All force spectroscopic measurements were performed with a loading force of 75 nN and loading/unloading rate of 250 nm/s. The loading force was chosen with respect to Buckle’s one-tenth law39 to mitigate any influence of the underlying layers. High-resolution force spectroscopic maps of 32 × 32 pixels (1024 force curves) over a square of 500 nm were recorded over a previously imaged surface. Lower-resolution maps (24 × 24 pixels, 576 force curves) over the same region were subsequently registered for statistical analysis. Stiffness values were extracted with the Asylum Research MFP-3D Hertz analysis tool by using the upper 60% of the approach curve, a half-angle of 20°, and a Poisson ratio of 0.33 to fit the model. The calculated stiffness values were then spatially plotted to yield a color-coded stiffness map with OriginLabs 8.5. A two-dimensional spline interpolation was performed on these maps to smoothen the visual presentation of the data. Peak values in the binned stiffness distributions were identified via the Origin Peak Analysis feature.

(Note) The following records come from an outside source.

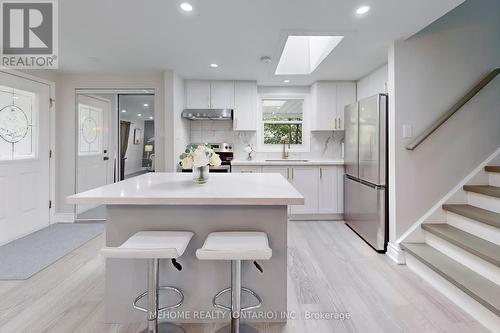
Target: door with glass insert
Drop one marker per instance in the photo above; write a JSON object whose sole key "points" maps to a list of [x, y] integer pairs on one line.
{"points": [[94, 163], [24, 156]]}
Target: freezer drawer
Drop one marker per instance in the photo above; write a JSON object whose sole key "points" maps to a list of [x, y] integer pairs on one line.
{"points": [[365, 212]]}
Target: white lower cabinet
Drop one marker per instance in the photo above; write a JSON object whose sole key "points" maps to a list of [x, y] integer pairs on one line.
{"points": [[321, 186], [283, 170], [330, 189]]}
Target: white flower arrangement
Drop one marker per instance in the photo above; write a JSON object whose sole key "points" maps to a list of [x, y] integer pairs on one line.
{"points": [[197, 156]]}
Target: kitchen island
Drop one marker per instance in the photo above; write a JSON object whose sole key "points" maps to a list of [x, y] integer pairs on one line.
{"points": [[172, 201]]}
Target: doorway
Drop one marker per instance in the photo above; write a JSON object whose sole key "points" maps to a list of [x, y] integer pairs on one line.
{"points": [[25, 177], [115, 141], [137, 140]]}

TEM (sample preparation and tomography)

Mussel feet and threads were prepared for electron microscopy by optimizing the fixation conditions. All fixation and washing steps were performed on ice. Fresh tissues were fixed in 2% formaldehyde, 2.5% glutaraldehyde, and fixation buffer (200 mM sodium cacodylate, 300 mM NaCl, pH 7.2) for 2 h. The samples were washed three times (10 min each) in degassed fixation buffer and then post-fixed in 2% osmium tetroxide in degassed fixation buffer for 2 h. The samples were then washed 4 times (10 min each) in degassed deionized water and then dehydrated through a graded series of ethanol washes (25, 50, 75, 90, 100, 100, 100% ethanol, 10 min each). Solvent was then switched to propylene oxide by washing in 33, 66, 100, 100, 100% propylene oxide in ethanol. The samples were then infiltrated with epoxy resin (Embed812, Electron Microscopy Sciences, Hatfield, USA) incubating the sample in resin diluted in propylene oxide as follows: 33% (2 h), 66% (16 h), and 100% (4 h). Finally, samples were placed in molds and cured at 60 °C for 24 h. Thin sections (60–80 nm) for TEM and semithin sections (300 nm) for electron tomography were cut on a EM UC6 ultramicrotome (Leica Biosystems). Sections were mounted on copper TEM grids and post-stained on drops of uranyl acetate and lead citrate following standard protocols40.

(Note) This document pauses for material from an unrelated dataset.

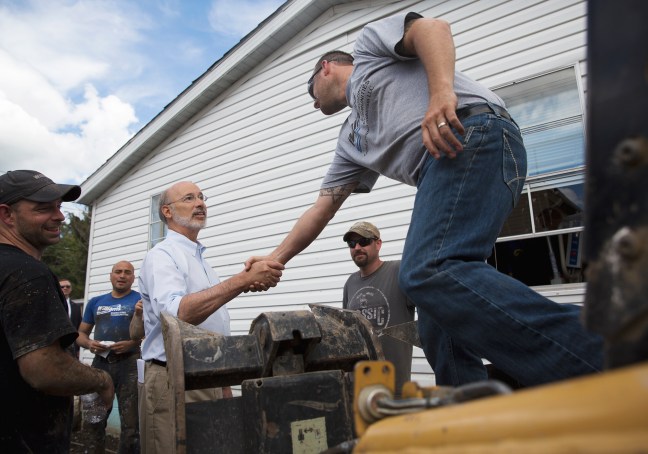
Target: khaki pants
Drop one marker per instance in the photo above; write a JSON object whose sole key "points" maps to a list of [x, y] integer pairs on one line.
{"points": [[157, 418]]}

All samples were investigated with a Tecnai G2 transmission electron microscope (FEI) operating at 200 kV, and micrographs were recorded with a Gatan Ultrascan CCD camera (2048 × 2048 pixels). For electron tomography, semithick sections were imaged at holder tilt angles between ±60°, with increments of 1°. Data were processed with eTomo and modeled with IMOD 4.9 (University of Colorado, Boulder, [http://bio3d.colorado.edu/imod], as of June 2018). Analytical investigations were carried out with ImageJ (v. 1.51j8) image analysis software, and fill fractions were evaluated from tomogram segments with a standard and automated particle and pattern recognition plug-in (PSA macro for ImageJ, [https://code.google.com/archive/p/psa-macro/], as of June 2018).

Data availability

The data that support the findings of this study are available from the authors upon reasonable request.